What are Employee Satisfaction Survey Best Practices?

May 4, 2017

Employee satisfaction is vital for employee motivation which drives them towards success. Satisfied employees are highly motivated to deliver superior products and services which in turn leads to greater customer satisfaction and spurt in sales. Thus, the importance of conducting periodic Employee Satisfaction Surveys can never be undermined. But it has been seen many times that despite been best of the intention of the human resource department the surveys, results in utter failure. To understand why this happens, as a human resource manager; you should find out what are Employee Satisfaction Survey Best Practices?

According to a study done by Gallup, “Companies with highly engaged workforces outperform their peers by 147% in earnings per share.” But the lop side of this rosy picture is a matter which is fast becoming a headache for the Human Resource managers. In the same survey, Gallup reported: “87% of employees worldwide are not engaged at work.” So even after spending so much on employee surveys and taking huge employee engagement initiatives what are factors which are eating the satisfaction or motivation level of employees worldwide?

The purpose of Employee Satisfaction Survey:

Employee Satisfaction Survey findings can become a valued management information tool and can be used to identify, simplify and prioritize job roles, monitor the effectiveness of change initiatives, establish performance, and coaching and mentoring objectives for managers, and provide metrics for the “people” quadrant of the balanced scorecard. But before conducting any random employee satisfaction or employee engagement survey, you, as a human resource professional; must understand what the Employee Satisfaction Survey Best Practices are and how to churn out the ROI (Return on Investment) from such surveys.

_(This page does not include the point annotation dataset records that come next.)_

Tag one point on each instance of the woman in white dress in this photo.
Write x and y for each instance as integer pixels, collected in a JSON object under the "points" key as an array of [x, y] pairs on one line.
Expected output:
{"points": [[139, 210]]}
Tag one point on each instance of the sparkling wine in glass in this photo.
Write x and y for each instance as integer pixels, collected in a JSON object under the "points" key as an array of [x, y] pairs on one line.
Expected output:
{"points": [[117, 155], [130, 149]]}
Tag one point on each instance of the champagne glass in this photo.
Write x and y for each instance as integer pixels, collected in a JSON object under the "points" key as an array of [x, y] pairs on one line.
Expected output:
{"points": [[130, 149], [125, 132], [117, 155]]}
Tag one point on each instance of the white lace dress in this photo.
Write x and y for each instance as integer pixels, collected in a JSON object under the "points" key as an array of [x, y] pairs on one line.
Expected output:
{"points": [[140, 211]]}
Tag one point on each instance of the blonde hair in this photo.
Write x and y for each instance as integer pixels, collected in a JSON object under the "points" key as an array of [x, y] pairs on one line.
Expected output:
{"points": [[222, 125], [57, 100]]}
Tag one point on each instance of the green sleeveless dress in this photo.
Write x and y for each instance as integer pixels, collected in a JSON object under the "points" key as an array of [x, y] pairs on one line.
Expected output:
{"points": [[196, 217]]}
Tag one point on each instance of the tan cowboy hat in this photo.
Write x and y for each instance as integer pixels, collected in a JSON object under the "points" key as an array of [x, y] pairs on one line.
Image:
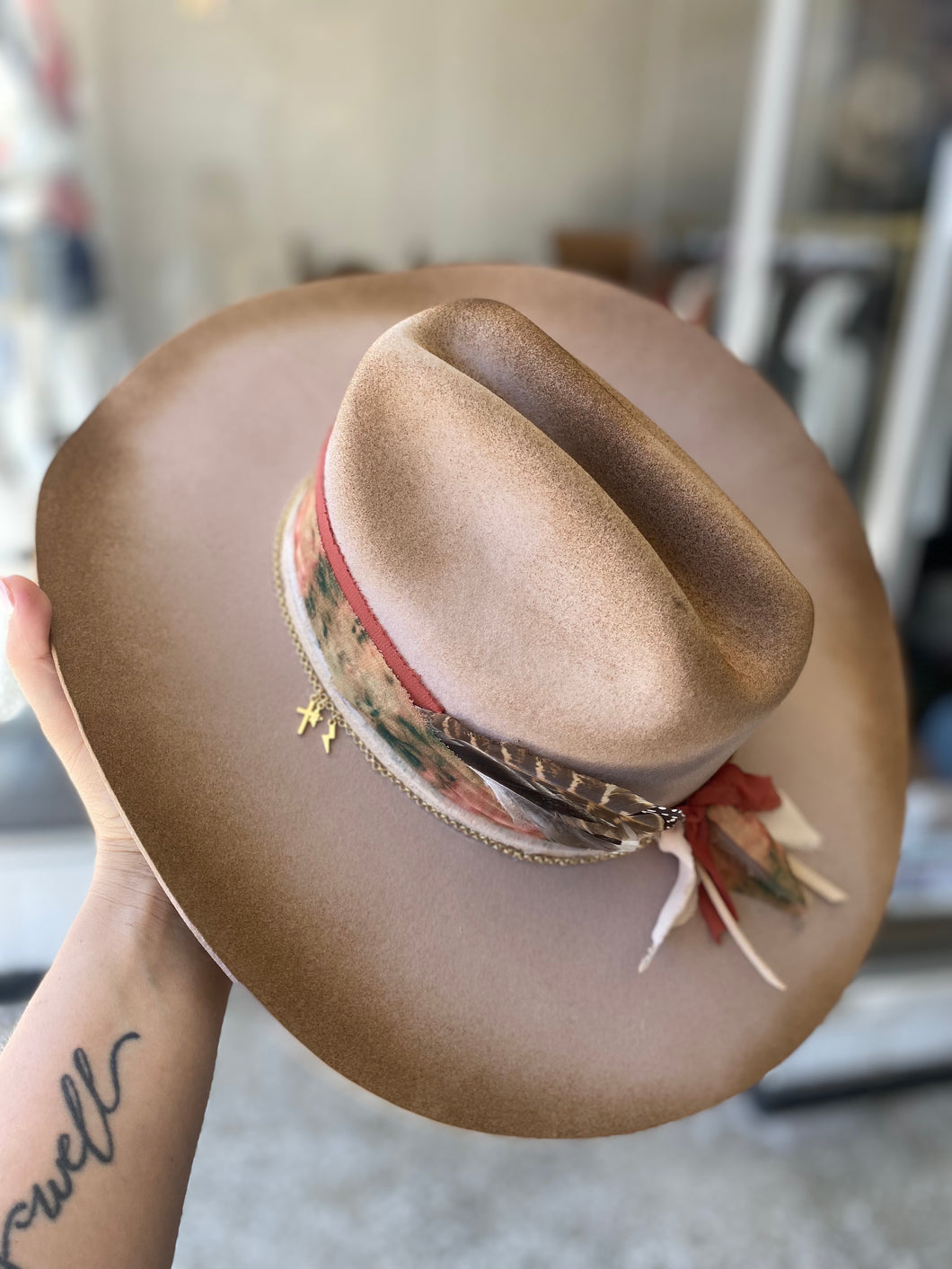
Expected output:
{"points": [[564, 586]]}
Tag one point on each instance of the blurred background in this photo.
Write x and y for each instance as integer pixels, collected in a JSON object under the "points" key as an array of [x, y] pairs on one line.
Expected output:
{"points": [[779, 172]]}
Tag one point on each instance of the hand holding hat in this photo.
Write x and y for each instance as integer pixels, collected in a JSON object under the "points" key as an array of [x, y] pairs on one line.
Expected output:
{"points": [[122, 876]]}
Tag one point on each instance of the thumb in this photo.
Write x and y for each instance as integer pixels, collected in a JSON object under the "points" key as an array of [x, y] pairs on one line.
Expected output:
{"points": [[31, 659]]}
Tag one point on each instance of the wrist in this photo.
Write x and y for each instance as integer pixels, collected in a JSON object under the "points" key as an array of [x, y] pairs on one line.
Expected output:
{"points": [[135, 921]]}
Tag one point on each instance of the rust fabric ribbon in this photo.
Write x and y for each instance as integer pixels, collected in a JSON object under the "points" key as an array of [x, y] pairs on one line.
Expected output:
{"points": [[728, 786]]}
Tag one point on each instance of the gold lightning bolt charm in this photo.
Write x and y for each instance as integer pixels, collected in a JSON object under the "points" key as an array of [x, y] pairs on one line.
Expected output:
{"points": [[311, 713]]}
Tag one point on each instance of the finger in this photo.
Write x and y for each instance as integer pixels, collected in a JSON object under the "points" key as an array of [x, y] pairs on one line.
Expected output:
{"points": [[32, 663]]}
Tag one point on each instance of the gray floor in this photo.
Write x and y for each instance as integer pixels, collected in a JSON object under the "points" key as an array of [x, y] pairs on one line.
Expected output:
{"points": [[298, 1169]]}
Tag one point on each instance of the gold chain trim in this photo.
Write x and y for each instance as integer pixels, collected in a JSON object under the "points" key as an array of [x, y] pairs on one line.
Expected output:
{"points": [[322, 701]]}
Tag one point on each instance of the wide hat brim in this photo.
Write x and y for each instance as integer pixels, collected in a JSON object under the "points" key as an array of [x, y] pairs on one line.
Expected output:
{"points": [[463, 985]]}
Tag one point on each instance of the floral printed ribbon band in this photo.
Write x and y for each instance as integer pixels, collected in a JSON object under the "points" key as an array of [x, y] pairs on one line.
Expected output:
{"points": [[734, 835]]}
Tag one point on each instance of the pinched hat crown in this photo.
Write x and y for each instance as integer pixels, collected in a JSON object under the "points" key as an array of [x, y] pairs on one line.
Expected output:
{"points": [[549, 564]]}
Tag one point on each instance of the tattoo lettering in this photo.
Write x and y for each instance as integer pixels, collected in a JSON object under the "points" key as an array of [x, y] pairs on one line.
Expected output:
{"points": [[93, 1140]]}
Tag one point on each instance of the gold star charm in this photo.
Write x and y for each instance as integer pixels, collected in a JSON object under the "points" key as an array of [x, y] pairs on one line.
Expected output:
{"points": [[311, 713]]}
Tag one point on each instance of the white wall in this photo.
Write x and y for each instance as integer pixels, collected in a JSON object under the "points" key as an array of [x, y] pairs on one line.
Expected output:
{"points": [[390, 131]]}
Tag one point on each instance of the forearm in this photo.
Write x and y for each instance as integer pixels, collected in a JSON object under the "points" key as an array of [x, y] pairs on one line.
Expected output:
{"points": [[94, 1158]]}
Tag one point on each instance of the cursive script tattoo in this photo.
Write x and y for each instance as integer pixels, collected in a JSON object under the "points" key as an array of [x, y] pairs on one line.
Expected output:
{"points": [[48, 1198]]}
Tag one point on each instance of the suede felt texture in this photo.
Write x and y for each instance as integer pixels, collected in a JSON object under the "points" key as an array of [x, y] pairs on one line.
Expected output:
{"points": [[467, 986], [553, 568]]}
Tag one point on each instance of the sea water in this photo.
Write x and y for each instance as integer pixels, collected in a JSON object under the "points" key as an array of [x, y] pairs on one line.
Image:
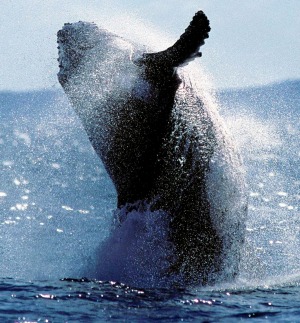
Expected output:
{"points": [[57, 204]]}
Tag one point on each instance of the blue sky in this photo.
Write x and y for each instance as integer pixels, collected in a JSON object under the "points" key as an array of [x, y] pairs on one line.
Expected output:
{"points": [[252, 42]]}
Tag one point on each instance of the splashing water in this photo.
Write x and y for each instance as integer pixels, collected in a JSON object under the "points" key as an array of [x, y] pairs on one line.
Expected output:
{"points": [[57, 200]]}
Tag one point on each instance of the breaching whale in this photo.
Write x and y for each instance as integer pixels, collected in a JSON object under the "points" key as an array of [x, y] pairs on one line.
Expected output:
{"points": [[161, 140]]}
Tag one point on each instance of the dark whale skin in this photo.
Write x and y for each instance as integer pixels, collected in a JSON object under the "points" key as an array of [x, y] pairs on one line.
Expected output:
{"points": [[161, 141]]}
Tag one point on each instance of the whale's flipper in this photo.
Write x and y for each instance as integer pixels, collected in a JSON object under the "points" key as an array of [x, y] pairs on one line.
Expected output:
{"points": [[185, 49]]}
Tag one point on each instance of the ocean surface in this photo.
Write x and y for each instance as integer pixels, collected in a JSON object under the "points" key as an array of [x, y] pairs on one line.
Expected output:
{"points": [[57, 202]]}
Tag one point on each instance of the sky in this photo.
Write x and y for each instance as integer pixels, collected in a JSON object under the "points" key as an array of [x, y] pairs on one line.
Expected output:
{"points": [[251, 43]]}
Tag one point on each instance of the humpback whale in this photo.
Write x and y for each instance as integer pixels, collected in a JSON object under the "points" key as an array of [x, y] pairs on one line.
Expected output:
{"points": [[161, 140]]}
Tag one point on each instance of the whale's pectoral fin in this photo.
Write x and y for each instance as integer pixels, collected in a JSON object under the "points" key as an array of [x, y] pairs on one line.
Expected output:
{"points": [[186, 48]]}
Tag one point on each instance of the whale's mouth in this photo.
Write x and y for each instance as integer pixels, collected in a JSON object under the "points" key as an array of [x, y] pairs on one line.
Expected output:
{"points": [[74, 39]]}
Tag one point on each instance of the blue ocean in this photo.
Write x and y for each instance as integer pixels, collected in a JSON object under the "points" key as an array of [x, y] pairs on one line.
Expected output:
{"points": [[57, 204]]}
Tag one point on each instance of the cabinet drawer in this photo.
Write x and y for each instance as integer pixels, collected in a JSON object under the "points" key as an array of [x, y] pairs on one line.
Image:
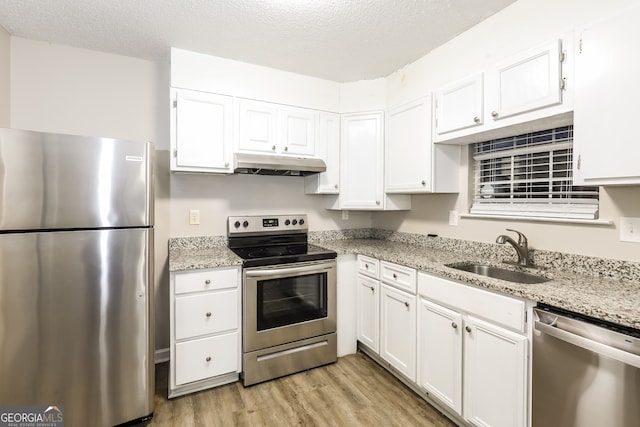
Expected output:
{"points": [[206, 280], [399, 276], [499, 309], [368, 266], [206, 358], [208, 313]]}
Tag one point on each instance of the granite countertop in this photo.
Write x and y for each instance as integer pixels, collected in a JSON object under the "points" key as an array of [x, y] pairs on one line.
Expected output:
{"points": [[613, 299]]}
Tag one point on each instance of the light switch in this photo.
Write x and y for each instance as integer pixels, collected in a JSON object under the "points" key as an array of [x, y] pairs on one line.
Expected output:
{"points": [[194, 217]]}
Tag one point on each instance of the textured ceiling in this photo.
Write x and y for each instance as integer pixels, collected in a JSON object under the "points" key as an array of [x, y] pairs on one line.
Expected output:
{"points": [[340, 40]]}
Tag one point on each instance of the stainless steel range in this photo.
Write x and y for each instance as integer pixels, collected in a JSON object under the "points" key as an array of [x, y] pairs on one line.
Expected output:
{"points": [[289, 296]]}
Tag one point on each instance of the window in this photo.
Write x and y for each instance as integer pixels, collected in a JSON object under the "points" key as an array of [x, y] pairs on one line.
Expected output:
{"points": [[530, 175]]}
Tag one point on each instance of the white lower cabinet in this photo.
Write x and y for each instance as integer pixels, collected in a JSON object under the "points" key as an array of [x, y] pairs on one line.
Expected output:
{"points": [[398, 329], [477, 367], [205, 329]]}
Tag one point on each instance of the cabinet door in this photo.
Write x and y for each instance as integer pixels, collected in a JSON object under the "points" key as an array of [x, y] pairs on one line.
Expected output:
{"points": [[203, 133], [328, 149], [398, 330], [298, 131], [361, 162], [368, 307], [257, 122], [495, 375], [460, 105], [440, 353], [606, 133], [408, 149], [527, 82]]}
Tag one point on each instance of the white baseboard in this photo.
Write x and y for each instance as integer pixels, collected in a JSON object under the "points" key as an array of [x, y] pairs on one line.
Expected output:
{"points": [[162, 355]]}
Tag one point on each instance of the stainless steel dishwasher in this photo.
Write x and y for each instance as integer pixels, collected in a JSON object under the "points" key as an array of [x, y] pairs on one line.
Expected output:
{"points": [[585, 372]]}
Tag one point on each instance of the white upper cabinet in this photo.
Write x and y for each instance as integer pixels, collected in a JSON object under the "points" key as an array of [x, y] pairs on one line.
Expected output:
{"points": [[268, 128], [362, 165], [328, 149], [527, 82], [606, 134], [201, 132], [526, 92], [412, 163], [257, 126], [460, 105], [298, 131]]}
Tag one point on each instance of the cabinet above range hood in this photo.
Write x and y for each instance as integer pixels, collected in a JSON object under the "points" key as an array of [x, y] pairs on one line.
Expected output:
{"points": [[260, 164]]}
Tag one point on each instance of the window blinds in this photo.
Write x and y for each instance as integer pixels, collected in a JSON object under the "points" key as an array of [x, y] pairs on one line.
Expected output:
{"points": [[530, 175]]}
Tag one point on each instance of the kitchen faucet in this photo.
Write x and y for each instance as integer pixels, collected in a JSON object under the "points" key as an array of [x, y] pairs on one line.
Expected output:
{"points": [[521, 247]]}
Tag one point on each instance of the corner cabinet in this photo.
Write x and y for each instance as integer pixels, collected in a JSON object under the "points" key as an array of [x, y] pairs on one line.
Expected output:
{"points": [[362, 166], [473, 352], [201, 132], [413, 164], [606, 135], [205, 329], [327, 149]]}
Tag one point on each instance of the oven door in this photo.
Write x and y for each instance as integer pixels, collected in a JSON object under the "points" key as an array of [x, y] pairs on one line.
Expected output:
{"points": [[288, 302]]}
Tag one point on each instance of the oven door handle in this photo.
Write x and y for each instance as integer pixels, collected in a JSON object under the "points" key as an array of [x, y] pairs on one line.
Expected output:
{"points": [[289, 270]]}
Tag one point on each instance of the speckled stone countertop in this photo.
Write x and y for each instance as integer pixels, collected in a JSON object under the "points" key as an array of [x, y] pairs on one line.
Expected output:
{"points": [[602, 288]]}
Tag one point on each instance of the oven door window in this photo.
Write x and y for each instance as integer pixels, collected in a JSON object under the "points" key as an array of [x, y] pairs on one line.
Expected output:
{"points": [[290, 300]]}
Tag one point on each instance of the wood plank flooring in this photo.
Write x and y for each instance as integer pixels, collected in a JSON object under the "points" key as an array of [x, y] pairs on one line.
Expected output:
{"points": [[355, 391]]}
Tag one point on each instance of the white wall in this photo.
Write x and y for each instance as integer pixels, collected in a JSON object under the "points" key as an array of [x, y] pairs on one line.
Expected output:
{"points": [[5, 54], [523, 24]]}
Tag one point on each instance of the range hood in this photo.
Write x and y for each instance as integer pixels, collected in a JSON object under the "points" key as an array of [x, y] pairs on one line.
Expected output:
{"points": [[260, 164]]}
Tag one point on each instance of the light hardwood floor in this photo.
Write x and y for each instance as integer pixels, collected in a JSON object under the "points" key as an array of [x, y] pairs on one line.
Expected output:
{"points": [[355, 391]]}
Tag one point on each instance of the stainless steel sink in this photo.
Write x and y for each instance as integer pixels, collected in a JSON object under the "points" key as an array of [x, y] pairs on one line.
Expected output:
{"points": [[499, 273]]}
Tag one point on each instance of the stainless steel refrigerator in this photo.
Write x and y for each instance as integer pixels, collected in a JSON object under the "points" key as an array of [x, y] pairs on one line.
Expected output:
{"points": [[76, 269]]}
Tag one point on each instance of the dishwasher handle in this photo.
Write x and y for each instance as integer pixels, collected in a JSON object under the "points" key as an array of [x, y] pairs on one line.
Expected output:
{"points": [[594, 346]]}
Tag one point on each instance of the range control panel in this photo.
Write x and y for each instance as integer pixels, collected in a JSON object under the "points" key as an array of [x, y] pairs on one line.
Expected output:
{"points": [[267, 224]]}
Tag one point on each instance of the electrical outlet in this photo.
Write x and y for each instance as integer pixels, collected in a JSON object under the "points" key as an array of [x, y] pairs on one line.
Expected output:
{"points": [[194, 217], [630, 230], [453, 218]]}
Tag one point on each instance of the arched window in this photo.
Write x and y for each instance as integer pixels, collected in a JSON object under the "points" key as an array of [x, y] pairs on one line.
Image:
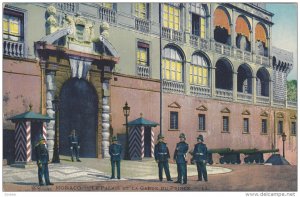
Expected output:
{"points": [[198, 20], [262, 82], [199, 70], [244, 79], [172, 64], [141, 10], [224, 75], [242, 29], [171, 16], [222, 26], [261, 40]]}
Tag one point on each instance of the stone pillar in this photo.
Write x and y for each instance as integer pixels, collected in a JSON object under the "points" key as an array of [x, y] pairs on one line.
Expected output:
{"points": [[254, 89], [105, 119], [213, 81], [50, 94], [234, 83]]}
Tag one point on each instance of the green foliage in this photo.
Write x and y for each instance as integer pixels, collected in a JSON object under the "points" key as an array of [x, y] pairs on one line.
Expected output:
{"points": [[292, 90]]}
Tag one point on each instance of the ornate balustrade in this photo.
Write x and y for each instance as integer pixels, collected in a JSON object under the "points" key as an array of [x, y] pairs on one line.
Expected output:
{"points": [[13, 49], [173, 86]]}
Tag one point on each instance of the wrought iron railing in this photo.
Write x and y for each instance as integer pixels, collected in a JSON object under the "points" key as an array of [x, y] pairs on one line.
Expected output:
{"points": [[173, 35], [199, 91], [142, 25], [224, 94], [173, 86], [244, 97], [107, 15], [13, 49], [143, 71], [222, 49]]}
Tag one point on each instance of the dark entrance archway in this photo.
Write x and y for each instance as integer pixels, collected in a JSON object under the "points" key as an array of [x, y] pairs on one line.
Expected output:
{"points": [[79, 111]]}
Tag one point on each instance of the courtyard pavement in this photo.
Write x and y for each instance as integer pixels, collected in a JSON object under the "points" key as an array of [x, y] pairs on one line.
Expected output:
{"points": [[93, 170]]}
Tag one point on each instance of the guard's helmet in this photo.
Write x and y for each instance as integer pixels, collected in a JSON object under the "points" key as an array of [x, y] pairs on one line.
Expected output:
{"points": [[160, 136], [200, 137], [114, 138], [182, 135]]}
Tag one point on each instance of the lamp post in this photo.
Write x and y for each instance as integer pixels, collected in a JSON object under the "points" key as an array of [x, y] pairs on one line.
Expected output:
{"points": [[55, 159], [283, 140], [126, 111]]}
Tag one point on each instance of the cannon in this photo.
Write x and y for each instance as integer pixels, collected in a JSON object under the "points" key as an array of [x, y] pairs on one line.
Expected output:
{"points": [[257, 155]]}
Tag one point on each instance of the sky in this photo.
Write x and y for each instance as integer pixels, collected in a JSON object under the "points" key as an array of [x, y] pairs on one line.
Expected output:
{"points": [[285, 30]]}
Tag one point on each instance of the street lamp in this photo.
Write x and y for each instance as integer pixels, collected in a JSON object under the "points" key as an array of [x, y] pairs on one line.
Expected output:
{"points": [[126, 111], [55, 105], [283, 140]]}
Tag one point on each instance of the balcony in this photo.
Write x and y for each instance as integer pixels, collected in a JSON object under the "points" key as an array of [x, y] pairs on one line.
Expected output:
{"points": [[142, 25], [292, 104], [173, 87], [107, 15], [172, 35], [244, 97], [243, 55], [69, 7], [222, 49], [143, 71], [197, 42], [262, 60], [200, 91], [13, 49], [224, 94], [265, 100]]}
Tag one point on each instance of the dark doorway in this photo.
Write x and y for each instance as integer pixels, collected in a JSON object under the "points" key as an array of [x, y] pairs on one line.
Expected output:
{"points": [[147, 142], [36, 132], [78, 110]]}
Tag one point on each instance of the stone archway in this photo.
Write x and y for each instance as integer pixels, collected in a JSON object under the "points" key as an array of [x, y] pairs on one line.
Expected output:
{"points": [[79, 111]]}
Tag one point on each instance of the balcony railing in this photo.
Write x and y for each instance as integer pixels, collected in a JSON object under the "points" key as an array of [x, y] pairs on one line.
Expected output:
{"points": [[200, 91], [292, 104], [224, 94], [69, 7], [13, 49], [197, 42], [107, 15], [243, 55], [263, 100], [223, 49], [244, 97], [143, 71], [142, 25], [172, 34], [173, 86], [262, 60]]}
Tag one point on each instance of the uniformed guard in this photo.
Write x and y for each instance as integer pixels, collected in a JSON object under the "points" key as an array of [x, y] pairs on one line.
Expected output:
{"points": [[42, 159], [115, 150], [162, 155], [74, 145], [179, 156], [200, 157]]}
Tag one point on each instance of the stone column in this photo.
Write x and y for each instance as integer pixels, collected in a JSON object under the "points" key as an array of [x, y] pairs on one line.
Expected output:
{"points": [[105, 118], [234, 83], [50, 94], [213, 81], [254, 89]]}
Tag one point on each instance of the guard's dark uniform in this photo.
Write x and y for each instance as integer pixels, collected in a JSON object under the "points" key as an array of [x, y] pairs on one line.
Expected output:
{"points": [[179, 155], [200, 157], [161, 154], [74, 146], [115, 157], [42, 157]]}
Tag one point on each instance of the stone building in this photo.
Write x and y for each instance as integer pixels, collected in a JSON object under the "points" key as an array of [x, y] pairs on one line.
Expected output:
{"points": [[220, 75]]}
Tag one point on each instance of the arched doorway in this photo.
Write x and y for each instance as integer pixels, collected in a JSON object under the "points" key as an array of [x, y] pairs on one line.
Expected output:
{"points": [[79, 111]]}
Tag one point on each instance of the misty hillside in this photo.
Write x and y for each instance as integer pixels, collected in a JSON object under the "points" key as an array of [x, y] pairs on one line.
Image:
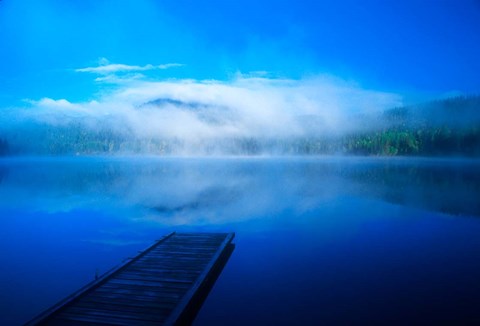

Employee Satisfaction Survey Best Practices:

1) Establish clear goals and objectives before you conduct any survey: Take time to chalk out the overall goals and objectives of the survey and define the anticipated return on investment. To do this do introspection by asking the question: “What does your company hope to achieve and what could be the desired implications on company performance post survey results are collated and communicated across all levels?

2) Focus on what you really want to measure: There are various triggers behind employee satisfaction, engagement, and motivation. Different employees are satisfied by different triggers and it varies from group to group of employees. There cannot be one size fit all survey.  So as human resource professional you need to conduct specific surveys on the specific department, units, and group of employees. If you plan to conduct a single survey for all employees make sure you keep the measurable factors behind employees’ satisfaction to the bare minimum.

3) Encourage employees to participate: Employee participation are a matter of concern. If there is a sizeable percentage of a dropout in attending the satisfaction survey, the result data fed into analytics would show wrong results. Employees should be encouraged by communicating that the survey responses would be kept confidential. This can be easily done if you employ a third-party HR vendor who conducts the online survey. And additionally, would result in huge cost savings.

4) Communicate results and reports back to employees post survey: Don’t keep the employees blind on survey results. As they have spent time and energy in the survey, communicate one-to-one the survey results even if it would take a considerable amount of time. This would bring transparency throughout the survey process. The employees would find their opinions are valued, and the organization intends to act on the employee satisfaction survey results to bring in positive changes in the organization.